化け物と流行り物〜モンスターゲーマー〜
とある秋の夜の幻想郷。
そこは美しい虫の音と鮮やかな落ち葉が辺り一面を覆う地上の楽園。
そんな中、霧の湖の湖畔には年中飽きもせず、勿論秋も紅い館があった。
紅魔館と呼ばれ、人々から畏れられる悪魔の館。その主人、悪名高き吸血鬼、レミリア・スカーレットは中秋の名月を背に...
「ひまあああ!!」
...退屈していた。
「さあああくうううやあああ!!」
幼い悪魔は使用人の名を叫ぶ。
強靭無敵のヴァンパイアも、日常生活においてはそこんじょそこらの赤子よりも自立できていないくらいであった。

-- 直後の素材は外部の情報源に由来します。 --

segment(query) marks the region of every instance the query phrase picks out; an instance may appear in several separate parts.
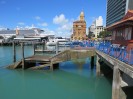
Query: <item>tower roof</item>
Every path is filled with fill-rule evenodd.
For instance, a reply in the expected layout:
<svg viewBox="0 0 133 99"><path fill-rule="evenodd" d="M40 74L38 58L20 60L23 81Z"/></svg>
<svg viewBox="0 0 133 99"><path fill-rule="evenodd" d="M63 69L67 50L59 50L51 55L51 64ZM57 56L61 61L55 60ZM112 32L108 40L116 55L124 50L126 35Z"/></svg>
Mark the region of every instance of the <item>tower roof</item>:
<svg viewBox="0 0 133 99"><path fill-rule="evenodd" d="M80 21L84 21L84 12L83 11L81 11L81 13L80 13Z"/></svg>
<svg viewBox="0 0 133 99"><path fill-rule="evenodd" d="M84 12L83 11L81 11L80 16L84 16Z"/></svg>

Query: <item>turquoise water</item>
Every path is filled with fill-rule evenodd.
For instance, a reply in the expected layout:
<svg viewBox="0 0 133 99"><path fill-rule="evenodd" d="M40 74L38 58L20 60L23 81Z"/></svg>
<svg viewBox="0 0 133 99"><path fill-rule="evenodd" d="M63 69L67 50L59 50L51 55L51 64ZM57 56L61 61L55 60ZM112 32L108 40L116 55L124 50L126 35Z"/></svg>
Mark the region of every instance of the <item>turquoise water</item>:
<svg viewBox="0 0 133 99"><path fill-rule="evenodd" d="M11 47L1 49L3 59L8 56L2 65L11 63ZM31 49L27 47L27 55ZM61 63L53 72L1 68L0 99L111 99L111 84L103 76L96 77L89 58Z"/></svg>

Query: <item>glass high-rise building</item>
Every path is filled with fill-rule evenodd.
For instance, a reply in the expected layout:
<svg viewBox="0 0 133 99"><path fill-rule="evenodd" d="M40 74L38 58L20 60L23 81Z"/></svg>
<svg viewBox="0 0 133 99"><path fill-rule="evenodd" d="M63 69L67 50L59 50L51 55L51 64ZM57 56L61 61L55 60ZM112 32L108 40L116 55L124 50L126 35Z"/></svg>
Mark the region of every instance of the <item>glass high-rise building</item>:
<svg viewBox="0 0 133 99"><path fill-rule="evenodd" d="M133 0L107 0L106 26L120 21L132 9Z"/></svg>

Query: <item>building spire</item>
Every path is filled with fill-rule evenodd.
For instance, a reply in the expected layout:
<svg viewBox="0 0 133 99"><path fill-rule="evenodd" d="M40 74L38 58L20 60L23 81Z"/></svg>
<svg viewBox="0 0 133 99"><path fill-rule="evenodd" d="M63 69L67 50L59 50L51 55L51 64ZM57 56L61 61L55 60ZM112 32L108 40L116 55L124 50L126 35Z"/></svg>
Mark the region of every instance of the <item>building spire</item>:
<svg viewBox="0 0 133 99"><path fill-rule="evenodd" d="M83 10L80 13L80 21L84 21L84 11Z"/></svg>

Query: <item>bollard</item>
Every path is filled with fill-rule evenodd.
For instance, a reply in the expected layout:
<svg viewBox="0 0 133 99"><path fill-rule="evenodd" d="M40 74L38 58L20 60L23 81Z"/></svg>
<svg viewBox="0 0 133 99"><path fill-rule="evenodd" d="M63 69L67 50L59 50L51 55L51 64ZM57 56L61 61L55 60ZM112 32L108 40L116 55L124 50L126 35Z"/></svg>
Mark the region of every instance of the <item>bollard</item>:
<svg viewBox="0 0 133 99"><path fill-rule="evenodd" d="M21 47L22 47L22 69L25 68L25 63L24 63L24 43L21 43Z"/></svg>
<svg viewBox="0 0 133 99"><path fill-rule="evenodd" d="M13 42L13 62L16 62L16 47L15 47L15 42Z"/></svg>

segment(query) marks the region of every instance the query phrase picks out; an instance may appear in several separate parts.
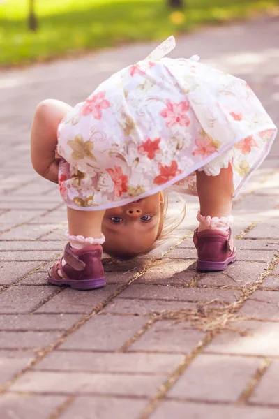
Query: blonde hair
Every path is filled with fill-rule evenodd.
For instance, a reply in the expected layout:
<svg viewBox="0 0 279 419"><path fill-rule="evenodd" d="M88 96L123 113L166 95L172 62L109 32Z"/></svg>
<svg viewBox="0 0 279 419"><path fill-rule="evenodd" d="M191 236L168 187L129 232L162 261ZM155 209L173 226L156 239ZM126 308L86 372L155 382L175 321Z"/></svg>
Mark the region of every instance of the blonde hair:
<svg viewBox="0 0 279 419"><path fill-rule="evenodd" d="M158 235L152 249L156 249L161 243L168 239L175 238L173 232L183 223L186 216L186 204L179 193L175 194L179 201L182 205L181 210L178 216L169 216L169 194L167 191L163 191L163 212L162 212L162 227L159 230ZM150 250L152 250L151 249ZM149 251L150 251L150 250Z"/></svg>

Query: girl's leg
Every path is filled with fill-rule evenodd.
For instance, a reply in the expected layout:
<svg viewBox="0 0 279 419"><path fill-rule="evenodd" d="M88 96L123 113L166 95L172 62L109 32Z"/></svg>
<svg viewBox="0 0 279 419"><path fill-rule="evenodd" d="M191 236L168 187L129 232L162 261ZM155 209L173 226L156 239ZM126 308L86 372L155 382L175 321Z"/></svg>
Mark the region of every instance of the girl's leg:
<svg viewBox="0 0 279 419"><path fill-rule="evenodd" d="M70 235L99 239L102 235L102 222L105 211L80 211L67 208Z"/></svg>
<svg viewBox="0 0 279 419"><path fill-rule="evenodd" d="M68 243L62 258L50 269L48 281L89 290L105 285L102 265L104 241L101 227L105 211L81 211L67 208Z"/></svg>
<svg viewBox="0 0 279 419"><path fill-rule="evenodd" d="M218 176L197 172L197 188L200 212L204 216L228 216L231 214L233 193L232 169L221 169Z"/></svg>
<svg viewBox="0 0 279 419"><path fill-rule="evenodd" d="M43 101L35 112L31 132L31 159L43 177L58 183L58 160L55 159L57 128L72 108L54 99Z"/></svg>
<svg viewBox="0 0 279 419"><path fill-rule="evenodd" d="M230 223L233 194L232 170L221 169L217 176L197 172L200 203L199 228L193 240L197 250L197 269L221 271L235 260Z"/></svg>

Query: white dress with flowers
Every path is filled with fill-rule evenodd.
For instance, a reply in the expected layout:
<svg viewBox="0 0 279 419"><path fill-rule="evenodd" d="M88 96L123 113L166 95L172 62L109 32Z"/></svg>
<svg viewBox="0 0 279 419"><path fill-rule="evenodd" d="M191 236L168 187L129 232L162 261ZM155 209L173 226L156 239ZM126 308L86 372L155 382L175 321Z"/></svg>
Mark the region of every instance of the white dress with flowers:
<svg viewBox="0 0 279 419"><path fill-rule="evenodd" d="M71 208L112 208L167 188L197 194L195 171L233 168L234 195L276 128L245 81L164 58L173 37L70 110L58 130L59 186Z"/></svg>

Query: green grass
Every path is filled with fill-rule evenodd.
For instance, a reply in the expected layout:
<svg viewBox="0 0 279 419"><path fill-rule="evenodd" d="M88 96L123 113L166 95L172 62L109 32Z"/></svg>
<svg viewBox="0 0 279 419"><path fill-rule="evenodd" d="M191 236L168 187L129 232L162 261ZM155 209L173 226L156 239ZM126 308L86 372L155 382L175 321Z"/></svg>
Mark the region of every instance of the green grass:
<svg viewBox="0 0 279 419"><path fill-rule="evenodd" d="M43 61L126 42L162 39L203 23L243 18L279 0L35 0L37 32L28 31L28 0L0 2L0 66Z"/></svg>

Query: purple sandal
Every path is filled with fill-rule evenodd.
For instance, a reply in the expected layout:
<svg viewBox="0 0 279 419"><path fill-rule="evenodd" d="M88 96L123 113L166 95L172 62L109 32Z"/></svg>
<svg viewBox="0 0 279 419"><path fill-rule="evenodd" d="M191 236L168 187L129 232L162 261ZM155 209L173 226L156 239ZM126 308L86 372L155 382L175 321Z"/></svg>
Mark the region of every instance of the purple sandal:
<svg viewBox="0 0 279 419"><path fill-rule="evenodd" d="M236 260L230 228L228 233L211 229L198 232L197 228L193 240L197 250L198 270L225 270Z"/></svg>
<svg viewBox="0 0 279 419"><path fill-rule="evenodd" d="M76 290L91 290L105 286L101 261L102 247L86 246L79 250L68 243L63 257L50 268L47 280L54 285L68 285Z"/></svg>

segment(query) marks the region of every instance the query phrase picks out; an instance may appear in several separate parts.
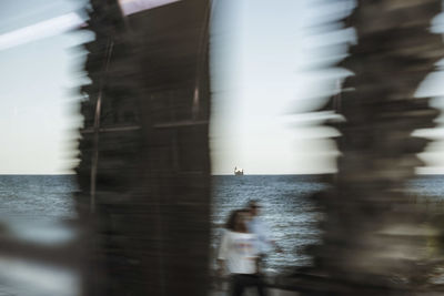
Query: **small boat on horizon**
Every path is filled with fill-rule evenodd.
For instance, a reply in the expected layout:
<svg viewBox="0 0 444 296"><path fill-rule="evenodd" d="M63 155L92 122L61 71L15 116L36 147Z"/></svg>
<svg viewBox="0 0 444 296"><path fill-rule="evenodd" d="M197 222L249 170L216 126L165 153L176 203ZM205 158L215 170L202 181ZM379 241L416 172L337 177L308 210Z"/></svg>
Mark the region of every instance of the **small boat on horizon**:
<svg viewBox="0 0 444 296"><path fill-rule="evenodd" d="M234 166L234 175L235 176L243 176L243 169Z"/></svg>

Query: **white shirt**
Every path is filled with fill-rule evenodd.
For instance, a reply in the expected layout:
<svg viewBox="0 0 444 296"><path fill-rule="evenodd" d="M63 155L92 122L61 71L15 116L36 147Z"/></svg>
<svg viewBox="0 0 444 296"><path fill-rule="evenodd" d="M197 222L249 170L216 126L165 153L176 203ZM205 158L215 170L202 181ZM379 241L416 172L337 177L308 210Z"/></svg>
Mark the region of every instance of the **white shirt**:
<svg viewBox="0 0 444 296"><path fill-rule="evenodd" d="M270 232L266 224L259 217L255 216L246 223L246 227L250 233L253 233L258 237L258 246L260 253L266 253L271 249L270 244Z"/></svg>
<svg viewBox="0 0 444 296"><path fill-rule="evenodd" d="M231 274L255 274L256 236L251 233L226 231L222 236L218 258L226 262Z"/></svg>

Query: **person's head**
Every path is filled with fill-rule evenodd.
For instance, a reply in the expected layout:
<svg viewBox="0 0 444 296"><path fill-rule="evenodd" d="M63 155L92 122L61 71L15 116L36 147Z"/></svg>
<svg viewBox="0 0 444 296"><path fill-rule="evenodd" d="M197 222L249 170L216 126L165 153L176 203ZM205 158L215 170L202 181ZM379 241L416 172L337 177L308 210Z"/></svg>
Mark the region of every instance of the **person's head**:
<svg viewBox="0 0 444 296"><path fill-rule="evenodd" d="M249 210L235 210L231 212L226 221L226 229L232 232L246 232L246 222L251 218Z"/></svg>
<svg viewBox="0 0 444 296"><path fill-rule="evenodd" d="M259 213L261 212L261 205L259 204L258 201L250 201L249 202L249 210L250 210L250 214L254 217L258 216Z"/></svg>

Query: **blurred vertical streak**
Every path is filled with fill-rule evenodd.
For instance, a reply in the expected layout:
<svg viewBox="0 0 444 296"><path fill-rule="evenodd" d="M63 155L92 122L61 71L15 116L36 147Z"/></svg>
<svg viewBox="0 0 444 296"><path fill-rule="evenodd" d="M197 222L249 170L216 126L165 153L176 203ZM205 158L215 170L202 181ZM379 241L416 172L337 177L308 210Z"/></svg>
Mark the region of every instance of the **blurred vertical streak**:
<svg viewBox="0 0 444 296"><path fill-rule="evenodd" d="M85 44L85 71L92 82L82 89L89 100L77 169L83 295L208 293L209 7L183 0L124 17L117 1L91 0L85 29L95 40Z"/></svg>
<svg viewBox="0 0 444 296"><path fill-rule="evenodd" d="M315 264L301 271L306 280L300 285L311 290L306 295L411 295L433 289L426 283L426 213L407 197L405 184L428 142L412 132L433 127L438 115L428 98L414 94L444 55L441 37L430 31L442 3L356 3L347 22L357 44L341 63L354 73L341 96L345 122L327 123L342 134L342 155L332 188L314 196L325 211L324 234L310 248Z"/></svg>

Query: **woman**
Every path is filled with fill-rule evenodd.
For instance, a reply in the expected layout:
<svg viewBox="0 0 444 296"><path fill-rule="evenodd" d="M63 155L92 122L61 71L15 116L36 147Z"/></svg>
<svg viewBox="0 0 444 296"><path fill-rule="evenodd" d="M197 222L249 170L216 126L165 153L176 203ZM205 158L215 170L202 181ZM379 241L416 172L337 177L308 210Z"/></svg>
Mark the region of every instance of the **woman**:
<svg viewBox="0 0 444 296"><path fill-rule="evenodd" d="M225 269L230 272L232 296L241 296L250 286L255 286L260 296L266 295L258 273L256 236L246 228L249 218L248 210L231 213L219 249L220 273Z"/></svg>

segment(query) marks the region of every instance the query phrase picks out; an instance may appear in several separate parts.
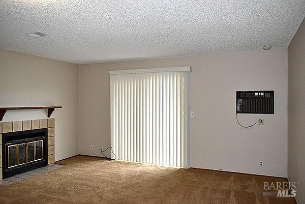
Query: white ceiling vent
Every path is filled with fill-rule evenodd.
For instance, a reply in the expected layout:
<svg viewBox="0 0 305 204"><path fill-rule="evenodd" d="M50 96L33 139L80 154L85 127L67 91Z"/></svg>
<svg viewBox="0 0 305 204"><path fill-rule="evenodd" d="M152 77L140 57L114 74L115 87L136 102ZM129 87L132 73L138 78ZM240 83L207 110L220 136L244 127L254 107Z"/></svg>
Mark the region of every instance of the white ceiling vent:
<svg viewBox="0 0 305 204"><path fill-rule="evenodd" d="M49 35L47 34L41 32L31 33L26 34L25 35L28 36L33 37L33 38L39 38L40 37L46 36Z"/></svg>

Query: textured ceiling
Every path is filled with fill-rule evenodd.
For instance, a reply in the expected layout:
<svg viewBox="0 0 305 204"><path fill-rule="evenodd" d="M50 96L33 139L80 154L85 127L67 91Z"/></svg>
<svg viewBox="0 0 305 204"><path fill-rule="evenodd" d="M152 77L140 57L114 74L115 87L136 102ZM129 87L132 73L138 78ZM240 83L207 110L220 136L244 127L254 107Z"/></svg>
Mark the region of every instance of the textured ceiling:
<svg viewBox="0 0 305 204"><path fill-rule="evenodd" d="M86 64L287 47L304 16L305 0L0 0L0 47Z"/></svg>

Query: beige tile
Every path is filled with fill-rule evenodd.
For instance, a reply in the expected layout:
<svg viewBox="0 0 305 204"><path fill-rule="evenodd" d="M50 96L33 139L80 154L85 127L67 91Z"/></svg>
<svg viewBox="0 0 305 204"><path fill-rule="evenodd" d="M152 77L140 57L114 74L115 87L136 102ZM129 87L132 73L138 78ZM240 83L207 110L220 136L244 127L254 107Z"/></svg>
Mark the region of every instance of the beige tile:
<svg viewBox="0 0 305 204"><path fill-rule="evenodd" d="M48 156L48 164L52 164L54 163L54 155Z"/></svg>
<svg viewBox="0 0 305 204"><path fill-rule="evenodd" d="M32 130L35 130L36 129L40 128L40 125L39 124L39 120L33 120L32 122Z"/></svg>
<svg viewBox="0 0 305 204"><path fill-rule="evenodd" d="M54 144L54 136L48 137L48 146L52 146Z"/></svg>
<svg viewBox="0 0 305 204"><path fill-rule="evenodd" d="M48 127L48 119L40 120L40 128L47 128Z"/></svg>
<svg viewBox="0 0 305 204"><path fill-rule="evenodd" d="M13 122L13 132L22 131L22 122L14 121Z"/></svg>
<svg viewBox="0 0 305 204"><path fill-rule="evenodd" d="M28 130L32 129L31 121L22 121L22 130Z"/></svg>
<svg viewBox="0 0 305 204"><path fill-rule="evenodd" d="M54 152L54 145L48 147L48 155L53 155Z"/></svg>
<svg viewBox="0 0 305 204"><path fill-rule="evenodd" d="M48 119L48 128L53 128L55 127L55 120L54 119Z"/></svg>
<svg viewBox="0 0 305 204"><path fill-rule="evenodd" d="M2 123L2 132L3 133L12 132L13 132L13 122Z"/></svg>
<svg viewBox="0 0 305 204"><path fill-rule="evenodd" d="M54 128L48 128L48 137L54 136L55 129Z"/></svg>

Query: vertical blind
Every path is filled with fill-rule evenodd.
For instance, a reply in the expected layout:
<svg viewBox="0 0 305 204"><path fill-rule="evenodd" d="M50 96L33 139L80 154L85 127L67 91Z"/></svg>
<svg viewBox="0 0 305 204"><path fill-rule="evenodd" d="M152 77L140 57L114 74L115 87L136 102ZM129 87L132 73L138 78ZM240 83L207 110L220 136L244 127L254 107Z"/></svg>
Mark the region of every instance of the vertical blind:
<svg viewBox="0 0 305 204"><path fill-rule="evenodd" d="M117 158L188 167L188 72L109 72Z"/></svg>

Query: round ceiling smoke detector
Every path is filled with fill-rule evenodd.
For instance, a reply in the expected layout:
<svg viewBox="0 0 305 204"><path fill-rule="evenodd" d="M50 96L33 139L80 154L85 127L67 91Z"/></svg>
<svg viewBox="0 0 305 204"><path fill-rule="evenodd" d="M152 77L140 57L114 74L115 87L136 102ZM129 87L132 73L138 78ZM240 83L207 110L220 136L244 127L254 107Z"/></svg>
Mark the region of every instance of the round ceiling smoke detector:
<svg viewBox="0 0 305 204"><path fill-rule="evenodd" d="M264 49L265 50L270 49L271 48L272 48L272 46L271 45L266 45L266 46L263 47L263 49Z"/></svg>

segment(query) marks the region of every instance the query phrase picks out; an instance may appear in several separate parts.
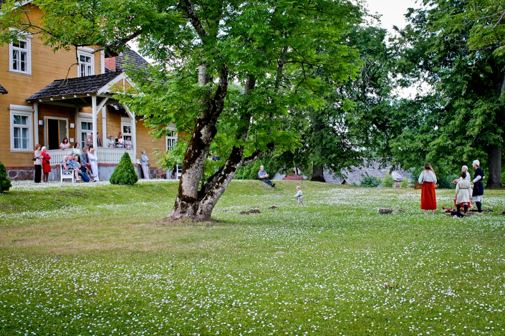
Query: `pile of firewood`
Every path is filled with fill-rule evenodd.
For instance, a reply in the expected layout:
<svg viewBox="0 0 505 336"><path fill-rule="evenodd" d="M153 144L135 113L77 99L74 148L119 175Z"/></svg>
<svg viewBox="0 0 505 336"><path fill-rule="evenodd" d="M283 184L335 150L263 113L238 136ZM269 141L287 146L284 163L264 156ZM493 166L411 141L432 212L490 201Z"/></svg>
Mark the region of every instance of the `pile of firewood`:
<svg viewBox="0 0 505 336"><path fill-rule="evenodd" d="M242 211L238 213L239 215L248 215L249 214L261 214L262 213L258 209L251 209L249 211Z"/></svg>

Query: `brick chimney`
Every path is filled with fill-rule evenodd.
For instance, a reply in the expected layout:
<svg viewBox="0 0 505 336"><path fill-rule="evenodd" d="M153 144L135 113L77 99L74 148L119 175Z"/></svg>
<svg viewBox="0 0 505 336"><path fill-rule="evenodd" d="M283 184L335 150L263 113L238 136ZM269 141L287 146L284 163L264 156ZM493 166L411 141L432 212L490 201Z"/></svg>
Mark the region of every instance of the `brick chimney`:
<svg viewBox="0 0 505 336"><path fill-rule="evenodd" d="M116 71L116 56L110 57L105 59L105 66L109 70Z"/></svg>

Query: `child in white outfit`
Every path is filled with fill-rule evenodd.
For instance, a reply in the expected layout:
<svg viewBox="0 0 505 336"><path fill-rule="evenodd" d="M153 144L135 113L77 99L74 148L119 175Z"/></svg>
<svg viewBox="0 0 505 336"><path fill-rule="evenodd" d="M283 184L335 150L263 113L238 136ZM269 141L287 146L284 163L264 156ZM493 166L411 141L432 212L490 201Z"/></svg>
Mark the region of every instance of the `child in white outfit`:
<svg viewBox="0 0 505 336"><path fill-rule="evenodd" d="M294 197L298 199L298 205L304 205L304 203L301 201L301 199L304 197L304 194L301 192L301 188L299 185L296 186L296 194Z"/></svg>

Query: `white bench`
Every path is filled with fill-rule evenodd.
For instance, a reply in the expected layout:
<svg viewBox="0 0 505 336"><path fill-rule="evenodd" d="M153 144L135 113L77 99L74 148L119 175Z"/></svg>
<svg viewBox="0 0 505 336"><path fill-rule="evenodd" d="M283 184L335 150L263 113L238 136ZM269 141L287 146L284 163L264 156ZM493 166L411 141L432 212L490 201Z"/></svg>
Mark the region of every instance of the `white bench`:
<svg viewBox="0 0 505 336"><path fill-rule="evenodd" d="M63 163L62 162L60 164L60 171L61 173L60 174L60 181L63 182L63 180L72 180L72 183L75 183L76 182L75 179L75 173L74 172L73 169L63 169ZM82 180L79 178L77 180L77 181L82 181Z"/></svg>

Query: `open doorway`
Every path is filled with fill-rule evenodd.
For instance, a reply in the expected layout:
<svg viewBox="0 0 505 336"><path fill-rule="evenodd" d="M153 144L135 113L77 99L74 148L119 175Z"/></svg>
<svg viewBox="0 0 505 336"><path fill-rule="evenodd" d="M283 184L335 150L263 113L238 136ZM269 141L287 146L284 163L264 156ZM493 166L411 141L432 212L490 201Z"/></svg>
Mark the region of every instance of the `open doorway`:
<svg viewBox="0 0 505 336"><path fill-rule="evenodd" d="M68 138L68 119L63 118L45 118L45 143L49 150L60 149L60 144Z"/></svg>

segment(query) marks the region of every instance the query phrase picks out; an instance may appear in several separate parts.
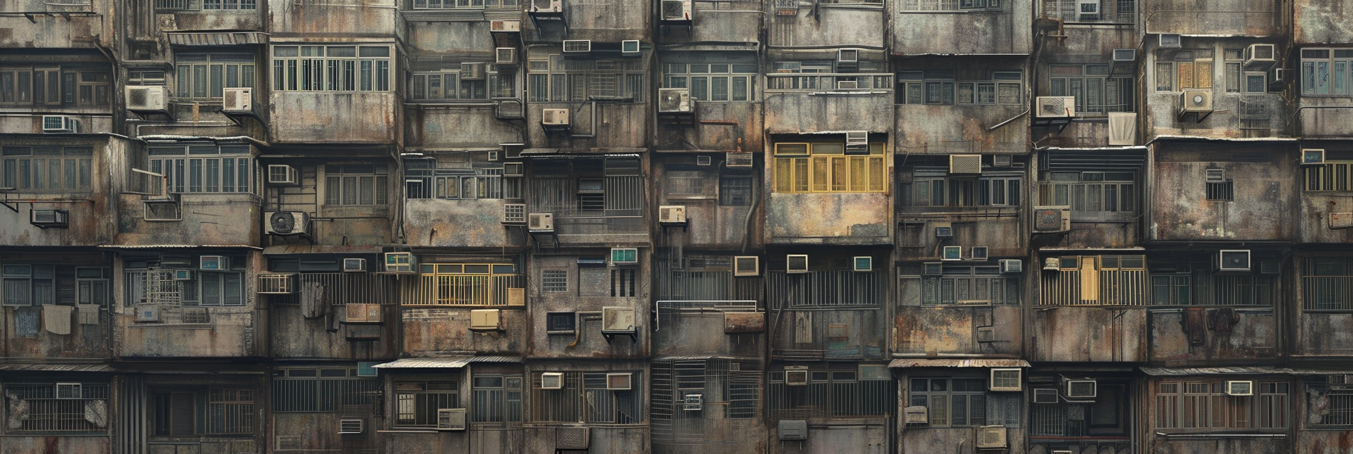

僅か数秒後に、レミリアの部屋に軽快なノックの音が響いた。
「失礼致します。お嬢様、毎度毎度どうでもいいことで私を呼ばないでください。私はおもちゃじゃないんですよ?」
「いいじゃない。貴女も大概暇なのでしょう?」
「いいえ、私は今宵淹れる紅茶の隠し味を考えるのに手一杯ですわ」
「暇なのね。何か面白い遊びを教えて頂戴」
[それならとってもいいおもちゃがあるわ]
レミリアの声を聞いてか聞かまいでか...突然部屋の一角に黒い裂け目がうまれ、誇り高き吸血鬼の部屋にも関わらずノックもなしに金髪の女性が現れた。
「あ、暇妖怪だ」
「誰が暇妖怪よ。私は八雲紫!それに、さっきまでお昼寝に大忙しでしたのよ?」
「咲夜、今何時?」
「一大j...午前一時にございます」
「うん、大暇妖怪ね」
「強者は常に余裕があるものよ」
「それなら暇も仕方ないか...」
「でも暇は御免でしょう?」
「何が言いたいのよ」
「暇吸血鬼のお嬢様に、素敵なプレゼントですわ」
言うや否や、紫はスキマから小さな箱を取り出した。
「...何これ。モンスターハンティング?って書いてあるわ」
「それは外の世界の玩具よ。プレイヤーは狩人になって、化け物と戦うの。向こうでは大ブームですわ」
「へえ。これを私に?」
「そう。私もソロでは飽きてきたところなのよ。お暇でしょう?」
「うーん、暇妖怪の相手するほどじゃないけど、背に腹は変えられないものねえ」
「なら決まりね。咲夜、貴女の分もあるのよ?」
「お嬢様のお手伝いをしろと言うことですね、謹んでお受け致します」
「貴女はいいメイドね」
「お褒めに授かり光栄ですわ」
「...さて、操作に慣れるのに少し時間もかかることでしょうし、明々後日頃にまたお邪魔しますわ」
「はーい。まあこの私にかかればこんなもの一日でクリアできちゃうと思うけどね。咲夜、早速やりましょう?」
「畏まりました」
こうして、化け物の王が化け物を狩るゲームに戯れるという不思議な構図が出来上がった...
少女狩猟中...
「うわああ、死ぬぅ!」
「粉塵を使いました」
「何これ!雪だるま!?」
「割りましたわ」
「あ、死んだ...」
「お気になさらず、BCで待機をお願いしますね」
そして、三日後。
約束通り、八雲紫は紅魔館を訪れたが、その惨状を見て呆気にとられた。モンスターの着ぐるみを着た妖精メイドたちがそこら中に転がっている。起き上がった妖精は、すぐさまレミリアの持つランスを模した武器に突き刺され吹っ飛ばされていった。
...紫は頭を抱えつつ咲夜に問う。
「状況を説明してくれる?」
「聡明な貴女様ならお分かりでしょう」
「やっぱり?」
レミリアはすぐに飽きた。短気な性格はゲームに向いていなかったのであろう。そこで妖精メイドをモンスターとして立て、自分はハンターに扮して雰囲気を楽しむことにしたのだった。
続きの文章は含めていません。